Look into Layer 2 with record_path=. The notation is unintuitive at first. I now remember it by ['layer','deeperlayer'] where the result is layer.deeperlayer.
json_normalize(data,record_path=['teams','members'])
output:
email firstname lastname mobile orgname phone
0 [email protected] John Doe Anon 916-555-1234
1 [email protected] Jane Doe 916-555-7890 Anon 916-555-4321
2 [email protected] Mickey Moose 916-555-1111 Moosers 916-555-0000
3 [email protected] Minny Moose Moosers 916-555-2222
Excuse my output, I don't know how to make tables in a response.

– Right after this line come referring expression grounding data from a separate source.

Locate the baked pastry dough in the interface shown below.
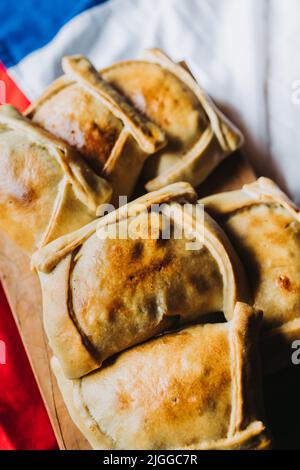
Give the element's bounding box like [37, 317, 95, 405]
[0, 105, 111, 252]
[26, 49, 243, 197]
[140, 49, 244, 191]
[26, 55, 166, 202]
[32, 182, 249, 378]
[201, 177, 300, 372]
[51, 302, 271, 450]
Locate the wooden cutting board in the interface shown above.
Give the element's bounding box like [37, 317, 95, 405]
[0, 151, 299, 449]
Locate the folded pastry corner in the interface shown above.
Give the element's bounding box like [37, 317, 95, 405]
[26, 49, 243, 200]
[141, 48, 244, 192]
[51, 302, 271, 450]
[26, 54, 167, 202]
[32, 182, 249, 379]
[0, 104, 112, 252]
[201, 177, 300, 373]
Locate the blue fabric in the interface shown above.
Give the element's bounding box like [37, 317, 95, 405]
[0, 0, 108, 67]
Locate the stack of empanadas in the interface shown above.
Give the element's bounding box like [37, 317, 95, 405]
[0, 49, 299, 450]
[25, 49, 243, 198]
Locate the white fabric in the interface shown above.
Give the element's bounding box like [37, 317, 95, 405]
[9, 0, 300, 203]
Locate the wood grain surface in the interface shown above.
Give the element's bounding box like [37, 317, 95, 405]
[0, 151, 299, 449]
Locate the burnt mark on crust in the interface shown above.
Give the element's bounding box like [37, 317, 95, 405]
[116, 389, 132, 411]
[130, 241, 144, 260]
[87, 122, 120, 162]
[127, 252, 173, 285]
[277, 275, 291, 292]
[189, 274, 209, 294]
[67, 251, 102, 363]
[78, 121, 121, 173]
[107, 298, 124, 322]
[277, 275, 300, 294]
[156, 236, 169, 247]
[7, 186, 36, 207]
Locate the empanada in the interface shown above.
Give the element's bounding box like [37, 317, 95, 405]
[26, 49, 243, 197]
[52, 302, 271, 450]
[32, 182, 249, 378]
[26, 55, 166, 202]
[0, 105, 111, 252]
[201, 177, 300, 372]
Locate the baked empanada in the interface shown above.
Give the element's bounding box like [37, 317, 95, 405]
[0, 105, 111, 252]
[26, 49, 243, 197]
[201, 177, 300, 372]
[32, 182, 249, 378]
[26, 55, 166, 202]
[52, 302, 271, 450]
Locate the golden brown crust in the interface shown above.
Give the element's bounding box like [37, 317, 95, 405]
[26, 55, 167, 201]
[0, 105, 111, 252]
[201, 177, 300, 219]
[62, 56, 166, 154]
[33, 183, 249, 379]
[51, 303, 271, 450]
[201, 177, 300, 373]
[31, 181, 197, 272]
[26, 50, 243, 198]
[141, 49, 243, 191]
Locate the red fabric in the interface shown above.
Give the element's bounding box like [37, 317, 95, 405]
[0, 63, 58, 450]
[0, 63, 30, 111]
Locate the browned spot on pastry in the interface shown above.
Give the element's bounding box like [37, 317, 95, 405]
[155, 236, 169, 247]
[126, 253, 173, 285]
[205, 396, 217, 413]
[171, 396, 179, 404]
[37, 94, 121, 173]
[277, 275, 291, 291]
[131, 241, 144, 260]
[160, 370, 231, 421]
[264, 229, 287, 246]
[116, 390, 132, 410]
[79, 122, 120, 171]
[276, 275, 300, 294]
[107, 298, 124, 322]
[9, 187, 36, 206]
[189, 274, 209, 294]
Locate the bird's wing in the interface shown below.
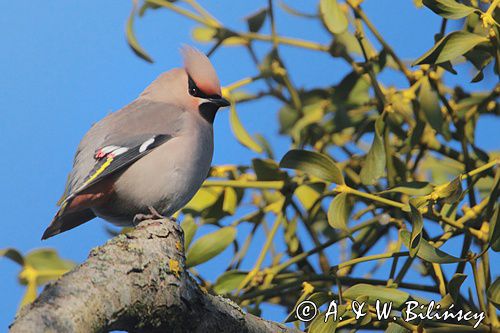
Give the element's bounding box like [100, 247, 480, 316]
[63, 134, 172, 202]
[58, 98, 185, 205]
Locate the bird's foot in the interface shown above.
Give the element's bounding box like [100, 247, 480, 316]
[132, 207, 171, 226]
[132, 213, 155, 225]
[148, 206, 166, 220]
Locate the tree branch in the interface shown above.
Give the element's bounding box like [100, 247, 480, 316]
[10, 219, 300, 333]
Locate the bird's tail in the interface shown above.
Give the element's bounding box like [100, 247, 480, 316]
[42, 208, 96, 240]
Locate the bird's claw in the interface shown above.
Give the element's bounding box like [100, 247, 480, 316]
[147, 206, 166, 219]
[132, 207, 168, 225]
[132, 213, 154, 225]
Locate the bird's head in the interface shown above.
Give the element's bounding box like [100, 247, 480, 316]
[181, 45, 230, 122]
[140, 45, 230, 123]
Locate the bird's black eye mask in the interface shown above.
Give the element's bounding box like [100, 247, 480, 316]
[188, 75, 221, 100]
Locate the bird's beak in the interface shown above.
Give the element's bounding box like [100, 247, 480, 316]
[208, 97, 230, 108]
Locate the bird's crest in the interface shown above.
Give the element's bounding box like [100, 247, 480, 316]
[181, 45, 221, 96]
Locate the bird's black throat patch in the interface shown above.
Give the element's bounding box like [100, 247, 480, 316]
[198, 102, 219, 124]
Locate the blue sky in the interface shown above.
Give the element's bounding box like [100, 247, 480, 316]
[0, 0, 498, 329]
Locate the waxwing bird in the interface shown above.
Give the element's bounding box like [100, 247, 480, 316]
[42, 46, 230, 240]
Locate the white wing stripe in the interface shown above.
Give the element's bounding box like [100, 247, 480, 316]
[139, 137, 155, 153]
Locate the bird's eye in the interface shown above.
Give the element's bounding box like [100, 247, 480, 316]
[190, 86, 199, 97]
[188, 76, 201, 97]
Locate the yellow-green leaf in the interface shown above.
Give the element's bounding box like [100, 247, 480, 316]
[380, 181, 434, 196]
[447, 273, 467, 302]
[422, 0, 476, 19]
[229, 104, 263, 153]
[419, 77, 446, 137]
[186, 227, 236, 267]
[489, 205, 500, 252]
[409, 201, 424, 258]
[385, 322, 409, 333]
[487, 277, 500, 310]
[327, 192, 351, 233]
[222, 187, 238, 215]
[280, 149, 344, 184]
[213, 270, 248, 294]
[413, 31, 488, 66]
[308, 308, 342, 333]
[432, 176, 462, 204]
[360, 116, 385, 185]
[252, 158, 287, 181]
[319, 0, 348, 35]
[343, 284, 410, 308]
[23, 249, 75, 286]
[126, 0, 153, 63]
[401, 230, 462, 263]
[183, 187, 224, 213]
[295, 183, 325, 211]
[285, 290, 330, 323]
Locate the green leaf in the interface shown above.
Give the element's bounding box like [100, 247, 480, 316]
[328, 192, 351, 233]
[343, 284, 410, 308]
[432, 176, 462, 204]
[280, 149, 344, 184]
[246, 8, 267, 32]
[401, 230, 462, 263]
[487, 277, 500, 310]
[333, 71, 371, 106]
[254, 134, 275, 160]
[308, 310, 338, 333]
[180, 215, 197, 250]
[380, 181, 434, 196]
[333, 31, 363, 55]
[360, 116, 386, 185]
[285, 288, 327, 323]
[252, 158, 287, 181]
[422, 0, 476, 19]
[213, 270, 248, 294]
[385, 323, 410, 333]
[409, 201, 424, 258]
[447, 273, 467, 302]
[413, 31, 489, 66]
[418, 77, 446, 137]
[0, 248, 24, 266]
[489, 205, 500, 252]
[126, 1, 153, 63]
[290, 101, 325, 142]
[229, 104, 263, 153]
[319, 0, 348, 35]
[186, 227, 236, 267]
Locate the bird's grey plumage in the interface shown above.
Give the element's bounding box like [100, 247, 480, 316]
[44, 46, 229, 239]
[64, 99, 185, 198]
[93, 111, 214, 225]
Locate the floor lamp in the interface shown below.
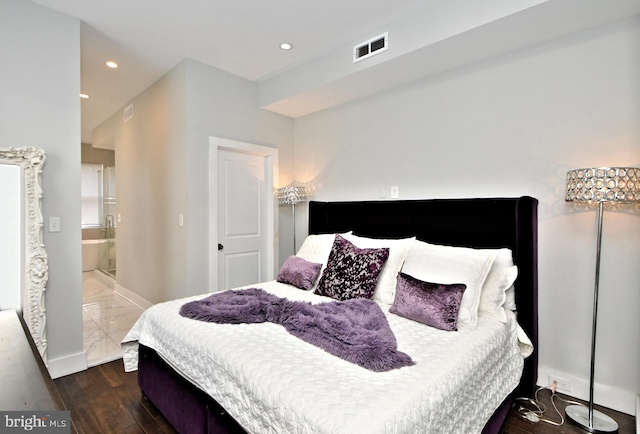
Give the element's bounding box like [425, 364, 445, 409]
[564, 166, 639, 433]
[277, 186, 307, 253]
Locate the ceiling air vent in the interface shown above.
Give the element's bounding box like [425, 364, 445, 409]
[353, 32, 388, 63]
[124, 103, 134, 122]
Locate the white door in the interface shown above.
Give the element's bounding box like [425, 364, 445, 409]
[217, 149, 269, 290]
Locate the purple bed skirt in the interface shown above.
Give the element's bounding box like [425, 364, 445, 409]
[138, 344, 247, 434]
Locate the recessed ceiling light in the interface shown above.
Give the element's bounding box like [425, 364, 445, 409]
[80, 93, 90, 99]
[280, 43, 292, 50]
[106, 61, 118, 68]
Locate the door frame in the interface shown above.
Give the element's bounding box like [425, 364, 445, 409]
[208, 136, 278, 293]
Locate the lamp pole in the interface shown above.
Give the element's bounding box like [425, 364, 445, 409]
[563, 167, 638, 434]
[277, 186, 307, 255]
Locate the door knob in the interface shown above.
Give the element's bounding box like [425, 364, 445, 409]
[218, 243, 224, 251]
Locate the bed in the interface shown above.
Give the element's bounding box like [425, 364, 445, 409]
[122, 196, 538, 434]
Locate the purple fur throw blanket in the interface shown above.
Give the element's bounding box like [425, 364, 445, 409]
[179, 288, 414, 372]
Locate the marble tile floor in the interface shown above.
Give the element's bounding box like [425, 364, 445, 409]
[82, 271, 145, 367]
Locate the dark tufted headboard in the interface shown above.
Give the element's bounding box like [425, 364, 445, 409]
[308, 196, 538, 397]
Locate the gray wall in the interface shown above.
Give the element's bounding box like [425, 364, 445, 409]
[94, 59, 293, 304]
[293, 17, 640, 412]
[95, 61, 189, 304]
[0, 0, 86, 377]
[183, 59, 294, 293]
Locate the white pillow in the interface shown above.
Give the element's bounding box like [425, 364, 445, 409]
[491, 248, 515, 269]
[401, 240, 498, 329]
[479, 265, 518, 323]
[343, 234, 415, 305]
[296, 234, 335, 265]
[478, 248, 517, 323]
[504, 288, 517, 312]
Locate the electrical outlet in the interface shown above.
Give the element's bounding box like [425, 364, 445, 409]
[390, 186, 399, 199]
[548, 374, 571, 393]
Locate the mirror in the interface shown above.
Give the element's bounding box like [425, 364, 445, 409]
[0, 147, 48, 363]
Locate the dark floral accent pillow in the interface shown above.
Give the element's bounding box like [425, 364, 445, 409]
[315, 235, 390, 301]
[390, 272, 466, 331]
[276, 255, 322, 291]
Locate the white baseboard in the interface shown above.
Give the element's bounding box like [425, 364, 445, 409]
[92, 270, 152, 310]
[47, 351, 88, 379]
[537, 365, 636, 416]
[114, 282, 153, 310]
[92, 269, 116, 288]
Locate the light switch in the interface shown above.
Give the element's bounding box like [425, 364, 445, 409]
[49, 216, 60, 232]
[117, 214, 121, 223]
[178, 214, 184, 227]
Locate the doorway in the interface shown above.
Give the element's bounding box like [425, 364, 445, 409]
[209, 137, 278, 293]
[98, 166, 116, 277]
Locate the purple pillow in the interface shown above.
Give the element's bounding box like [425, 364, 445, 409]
[276, 256, 322, 291]
[315, 235, 389, 301]
[390, 272, 466, 331]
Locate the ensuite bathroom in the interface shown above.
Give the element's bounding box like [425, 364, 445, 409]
[81, 163, 116, 278]
[81, 144, 143, 367]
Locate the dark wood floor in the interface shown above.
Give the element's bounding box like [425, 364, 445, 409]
[54, 359, 177, 433]
[501, 388, 635, 434]
[55, 359, 635, 434]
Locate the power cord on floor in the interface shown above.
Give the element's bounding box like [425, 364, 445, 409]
[513, 381, 586, 426]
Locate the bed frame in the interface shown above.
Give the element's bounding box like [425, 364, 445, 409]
[138, 196, 538, 434]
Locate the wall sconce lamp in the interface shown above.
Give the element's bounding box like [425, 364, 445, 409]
[277, 186, 308, 253]
[564, 166, 639, 433]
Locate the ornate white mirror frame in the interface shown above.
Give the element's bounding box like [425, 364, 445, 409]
[0, 147, 48, 363]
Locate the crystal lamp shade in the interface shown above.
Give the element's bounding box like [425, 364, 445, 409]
[566, 167, 640, 203]
[277, 186, 307, 205]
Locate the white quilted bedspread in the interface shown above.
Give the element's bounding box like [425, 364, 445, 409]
[122, 281, 532, 434]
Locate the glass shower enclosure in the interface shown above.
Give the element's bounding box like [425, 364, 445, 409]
[99, 166, 116, 277]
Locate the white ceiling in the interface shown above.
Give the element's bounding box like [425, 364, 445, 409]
[31, 0, 442, 143]
[29, 0, 640, 144]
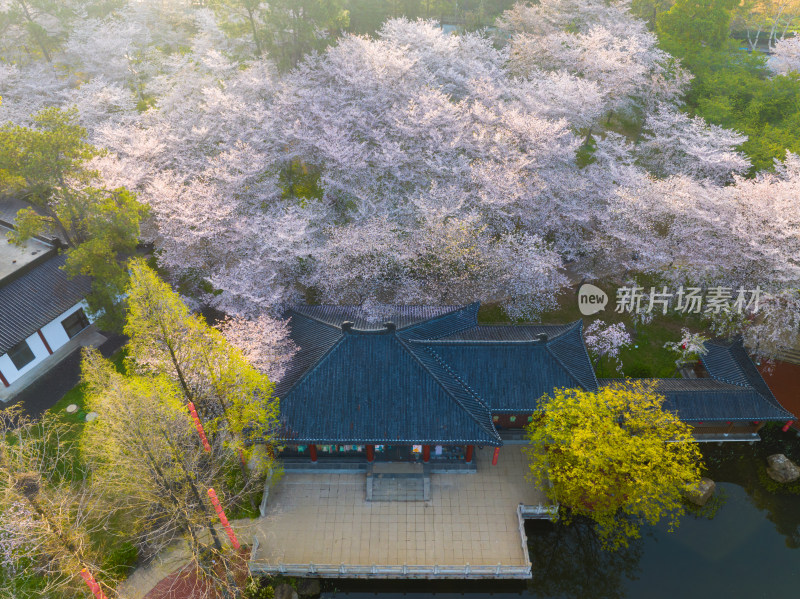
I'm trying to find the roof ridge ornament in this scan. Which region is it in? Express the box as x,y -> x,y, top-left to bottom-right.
384,321 -> 396,332
342,321 -> 354,332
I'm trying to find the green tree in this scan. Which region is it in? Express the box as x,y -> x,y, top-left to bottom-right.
655,0 -> 800,172
213,0 -> 349,67
123,259 -> 279,468
0,0 -> 74,62
0,107 -> 148,331
80,350 -> 250,599
525,381 -> 703,548
631,0 -> 676,28
657,0 -> 739,50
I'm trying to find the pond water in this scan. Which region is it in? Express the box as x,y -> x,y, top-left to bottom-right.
321,429 -> 800,599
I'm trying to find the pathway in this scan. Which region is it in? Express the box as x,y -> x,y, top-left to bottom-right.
119,520 -> 258,599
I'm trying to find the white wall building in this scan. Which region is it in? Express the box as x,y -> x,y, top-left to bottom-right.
0,235 -> 94,395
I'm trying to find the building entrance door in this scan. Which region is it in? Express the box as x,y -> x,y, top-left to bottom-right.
378,445 -> 421,463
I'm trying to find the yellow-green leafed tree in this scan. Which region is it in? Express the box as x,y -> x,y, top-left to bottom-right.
525,381 -> 703,547
80,349 -> 249,597
123,258 -> 279,471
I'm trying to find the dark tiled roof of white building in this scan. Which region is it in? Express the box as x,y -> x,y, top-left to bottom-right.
0,253 -> 91,354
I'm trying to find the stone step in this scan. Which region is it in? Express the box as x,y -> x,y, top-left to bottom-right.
366,463 -> 430,502
371,462 -> 424,475
368,475 -> 428,502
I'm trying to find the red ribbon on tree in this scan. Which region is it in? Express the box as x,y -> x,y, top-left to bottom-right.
207,487 -> 241,550
79,568 -> 107,599
187,402 -> 211,452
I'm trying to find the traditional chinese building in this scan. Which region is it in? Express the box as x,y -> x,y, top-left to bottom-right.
275,303 -> 793,466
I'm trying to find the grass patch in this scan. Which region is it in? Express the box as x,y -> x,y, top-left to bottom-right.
479,279 -> 708,379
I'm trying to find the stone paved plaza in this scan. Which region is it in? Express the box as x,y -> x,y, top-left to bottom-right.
250,445 -> 548,574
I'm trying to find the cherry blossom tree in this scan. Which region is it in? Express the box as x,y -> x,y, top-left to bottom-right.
217,313 -> 298,382
664,328 -> 710,366
768,35 -> 800,75
498,0 -> 691,121
583,320 -> 632,371
636,104 -> 751,184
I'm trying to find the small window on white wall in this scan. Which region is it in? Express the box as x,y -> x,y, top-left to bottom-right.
62,309 -> 90,339
8,340 -> 35,370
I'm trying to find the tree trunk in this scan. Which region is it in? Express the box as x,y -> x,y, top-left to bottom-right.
246,5 -> 263,57
18,0 -> 52,62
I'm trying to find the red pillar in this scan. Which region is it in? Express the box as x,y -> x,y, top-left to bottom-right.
309,444 -> 318,463
782,421 -> 795,432
491,446 -> 500,466
465,445 -> 474,463
0,370 -> 8,388
37,329 -> 53,355
366,444 -> 375,462
422,445 -> 431,463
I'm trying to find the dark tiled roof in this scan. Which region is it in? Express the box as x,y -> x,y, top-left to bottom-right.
277,303 -> 789,444
278,331 -> 501,446
598,378 -> 792,422
397,303 -> 480,340
440,323 -> 573,341
410,321 -> 597,413
542,321 -> 599,392
418,342 -> 577,413
0,253 -> 91,354
700,338 -> 791,419
399,337 -> 496,438
272,312 -> 343,400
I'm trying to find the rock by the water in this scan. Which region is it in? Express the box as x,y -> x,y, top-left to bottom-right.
766,454 -> 800,483
685,477 -> 716,506
297,578 -> 321,597
274,583 -> 299,599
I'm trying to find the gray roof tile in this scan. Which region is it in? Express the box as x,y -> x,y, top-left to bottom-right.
0,253 -> 91,354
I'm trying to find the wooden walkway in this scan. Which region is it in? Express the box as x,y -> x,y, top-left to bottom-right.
249,446 -> 552,579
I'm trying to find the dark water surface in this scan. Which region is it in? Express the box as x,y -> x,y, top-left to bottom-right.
322,430 -> 800,599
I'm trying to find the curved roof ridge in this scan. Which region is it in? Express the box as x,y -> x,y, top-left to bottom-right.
273,313 -> 346,399
545,320 -> 599,392
396,335 -> 500,444
287,303 -> 469,332
284,306 -> 342,332
398,302 -> 480,340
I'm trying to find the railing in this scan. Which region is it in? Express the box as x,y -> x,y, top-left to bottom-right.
519,503 -> 559,519
248,560 -> 531,579
247,506 -> 534,579
259,466 -> 276,517
515,504 -> 533,578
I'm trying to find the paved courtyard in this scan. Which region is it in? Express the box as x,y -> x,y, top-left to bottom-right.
250,445 -> 549,576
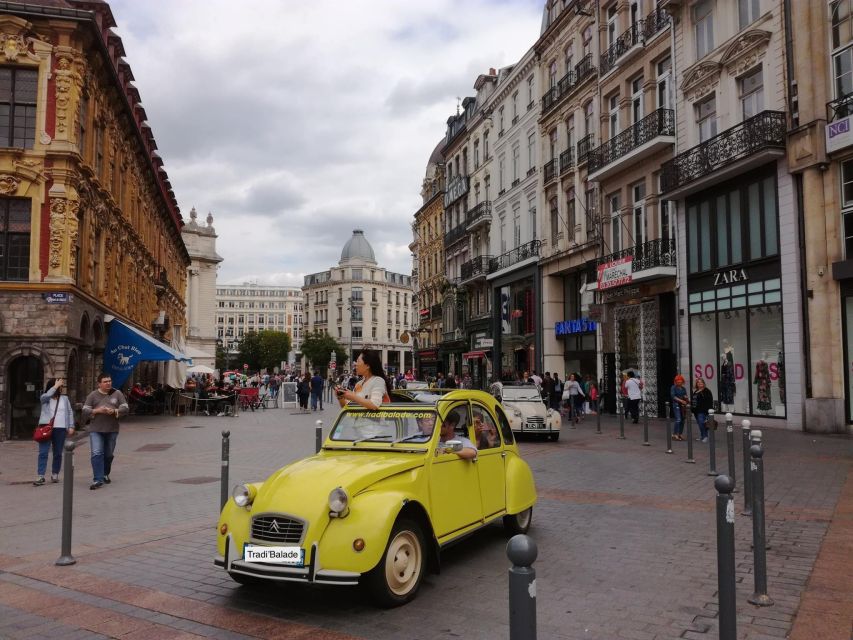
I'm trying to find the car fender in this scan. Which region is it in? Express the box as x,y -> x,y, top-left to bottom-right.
318,490 -> 425,574
504,454 -> 537,515
216,494 -> 255,557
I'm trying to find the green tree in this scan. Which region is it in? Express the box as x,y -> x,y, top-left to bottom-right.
300,330 -> 347,373
215,344 -> 228,370
257,330 -> 292,371
237,331 -> 262,370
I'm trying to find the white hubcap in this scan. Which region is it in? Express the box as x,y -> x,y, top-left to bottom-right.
384,530 -> 421,596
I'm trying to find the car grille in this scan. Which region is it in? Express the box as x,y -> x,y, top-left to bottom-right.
251,514 -> 305,544
526,416 -> 545,429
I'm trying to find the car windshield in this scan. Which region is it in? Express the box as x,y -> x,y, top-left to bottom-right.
502,388 -> 543,401
330,408 -> 438,445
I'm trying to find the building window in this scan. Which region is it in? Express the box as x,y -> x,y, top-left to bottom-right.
694,0 -> 714,60
608,94 -> 619,138
512,144 -> 520,181
513,205 -> 521,247
564,44 -> 574,74
0,68 -> 37,149
584,101 -> 594,136
474,139 -> 480,168
527,132 -> 536,169
567,188 -> 576,236
631,76 -> 643,124
631,181 -> 646,246
499,155 -> 505,190
78,94 -> 88,158
582,26 -> 593,56
607,4 -> 618,46
740,67 -> 764,119
499,106 -> 505,133
500,215 -> 507,253
352,326 -> 362,339
657,57 -> 673,109
696,94 -> 718,142
609,192 -> 621,252
549,60 -> 558,88
527,75 -> 534,105
512,91 -> 518,120
549,128 -> 558,160
0,198 -> 30,281
834,1 -> 853,97
687,170 -> 778,274
372,326 -> 377,339
550,197 -> 559,244
841,159 -> 853,258
483,130 -> 490,158
585,188 -> 597,242
529,197 -> 537,242
739,0 -> 760,29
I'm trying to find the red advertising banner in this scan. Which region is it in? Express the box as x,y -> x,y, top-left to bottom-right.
597,256 -> 633,290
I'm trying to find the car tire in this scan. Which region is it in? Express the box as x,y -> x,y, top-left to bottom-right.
503,507 -> 532,535
548,432 -> 560,442
365,518 -> 426,607
227,571 -> 263,587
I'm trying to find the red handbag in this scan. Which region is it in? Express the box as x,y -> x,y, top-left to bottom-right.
33,393 -> 60,442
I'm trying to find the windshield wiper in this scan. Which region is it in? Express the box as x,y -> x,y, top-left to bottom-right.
353,435 -> 394,444
393,433 -> 431,444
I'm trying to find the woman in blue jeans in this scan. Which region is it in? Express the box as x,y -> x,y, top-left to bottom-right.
691,377 -> 714,443
670,375 -> 689,440
33,378 -> 75,485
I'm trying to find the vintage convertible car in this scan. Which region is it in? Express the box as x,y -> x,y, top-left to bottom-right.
500,384 -> 562,441
215,389 -> 536,606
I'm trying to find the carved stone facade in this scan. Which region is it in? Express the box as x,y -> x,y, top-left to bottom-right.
0,1 -> 189,440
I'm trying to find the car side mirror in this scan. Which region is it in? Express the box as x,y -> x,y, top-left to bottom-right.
443,439 -> 463,453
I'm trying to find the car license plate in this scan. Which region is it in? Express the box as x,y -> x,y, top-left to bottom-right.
526,423 -> 545,429
243,544 -> 304,566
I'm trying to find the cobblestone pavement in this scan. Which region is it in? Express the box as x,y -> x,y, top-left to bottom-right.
0,405 -> 850,639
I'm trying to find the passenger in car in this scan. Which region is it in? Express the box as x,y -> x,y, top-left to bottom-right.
473,411 -> 498,449
438,411 -> 477,459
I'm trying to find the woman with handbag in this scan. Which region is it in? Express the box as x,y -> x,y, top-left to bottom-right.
33,378 -> 75,486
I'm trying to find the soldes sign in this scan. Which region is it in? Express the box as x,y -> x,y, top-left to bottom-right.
693,362 -> 780,381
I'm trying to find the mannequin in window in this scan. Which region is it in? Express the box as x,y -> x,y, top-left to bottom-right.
754,351 -> 772,412
719,340 -> 736,408
776,341 -> 785,404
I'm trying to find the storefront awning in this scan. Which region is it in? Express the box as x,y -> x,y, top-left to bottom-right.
105,319 -> 192,388
463,350 -> 488,360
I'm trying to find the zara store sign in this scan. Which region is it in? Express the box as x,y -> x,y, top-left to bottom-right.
713,267 -> 748,287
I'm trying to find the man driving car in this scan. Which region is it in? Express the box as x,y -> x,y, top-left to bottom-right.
438,410 -> 477,460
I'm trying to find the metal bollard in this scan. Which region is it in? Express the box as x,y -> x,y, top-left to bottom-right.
642,398 -> 650,446
707,409 -> 718,476
507,534 -> 537,640
748,435 -> 774,607
664,401 -> 672,454
618,397 -> 626,440
742,420 -> 752,515
315,420 -> 323,453
595,402 -> 602,435
55,441 -> 77,566
685,410 -> 695,464
725,413 -> 737,492
220,430 -> 230,511
714,475 -> 738,640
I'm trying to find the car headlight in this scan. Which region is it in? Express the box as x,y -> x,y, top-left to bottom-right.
547,409 -> 555,417
513,409 -> 522,417
328,487 -> 349,517
232,483 -> 256,508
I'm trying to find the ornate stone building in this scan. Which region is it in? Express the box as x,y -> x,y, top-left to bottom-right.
0,1 -> 189,440
183,208 -> 222,368
411,140 -> 445,379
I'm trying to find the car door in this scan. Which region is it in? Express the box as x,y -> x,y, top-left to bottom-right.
429,402 -> 483,540
472,402 -> 506,520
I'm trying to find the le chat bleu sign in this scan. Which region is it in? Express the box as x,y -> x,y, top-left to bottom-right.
555,318 -> 597,336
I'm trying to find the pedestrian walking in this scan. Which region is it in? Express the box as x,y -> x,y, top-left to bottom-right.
310,370 -> 324,411
589,382 -> 599,414
620,372 -> 630,417
550,373 -> 562,411
33,377 -> 75,486
670,374 -> 689,440
691,377 -> 714,442
82,373 -> 129,490
297,372 -> 311,411
625,371 -> 642,424
563,373 -> 585,424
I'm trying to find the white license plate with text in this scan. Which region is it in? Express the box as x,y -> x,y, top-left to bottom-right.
243,545 -> 304,565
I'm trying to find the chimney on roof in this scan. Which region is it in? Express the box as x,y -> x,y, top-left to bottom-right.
489,67 -> 496,76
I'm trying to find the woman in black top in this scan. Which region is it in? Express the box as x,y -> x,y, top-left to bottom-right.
691,377 -> 714,442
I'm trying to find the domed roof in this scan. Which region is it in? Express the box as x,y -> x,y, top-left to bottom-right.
425,139 -> 444,178
340,229 -> 376,264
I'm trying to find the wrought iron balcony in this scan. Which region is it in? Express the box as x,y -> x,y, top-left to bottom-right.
559,148 -> 574,174
574,54 -> 595,86
588,108 -> 675,178
660,111 -> 786,194
460,255 -> 492,282
541,55 -> 597,116
828,91 -> 853,122
542,86 -> 559,113
466,201 -> 492,230
596,238 -> 676,272
600,9 -> 670,76
488,240 -> 541,273
444,223 -> 468,247
544,158 -> 558,183
577,133 -> 595,164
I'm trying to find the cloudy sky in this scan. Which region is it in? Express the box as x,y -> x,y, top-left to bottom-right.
109,0 -> 543,286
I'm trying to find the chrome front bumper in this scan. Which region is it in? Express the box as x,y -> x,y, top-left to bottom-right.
214,535 -> 360,586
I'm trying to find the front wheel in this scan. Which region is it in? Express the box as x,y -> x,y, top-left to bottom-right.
503,507 -> 532,535
365,518 -> 426,607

Finally we add in Layer 1 columns using meta=
json_normalize(data,record_path=['teams','members'],meta=[['teams','teamname']])
output:
email firstname lastname mobile orgname phone teams.teamname
0 [email protected] John Doe Anon 916-555-1234 1
1 [email protected] Jane Doe 916-555-7890 Anon 916-555-4321 1
2 [email protected] Mickey Moose 916-555-1111 Moosers 916-555-0000 2
3 [email protected] Minny Moose Moosers 916-555-2222 2
Notice how we needed a list of lists for meta=[[]] to reference Layer 1. If there was a column we want from Layer 0 and Layer 1 we could do this:
json_normalize(data,record_path=['layer1','layer2'],meta=['layer0',['layer0','layer1']])
The result of the json_normalize is a pandas dataframe.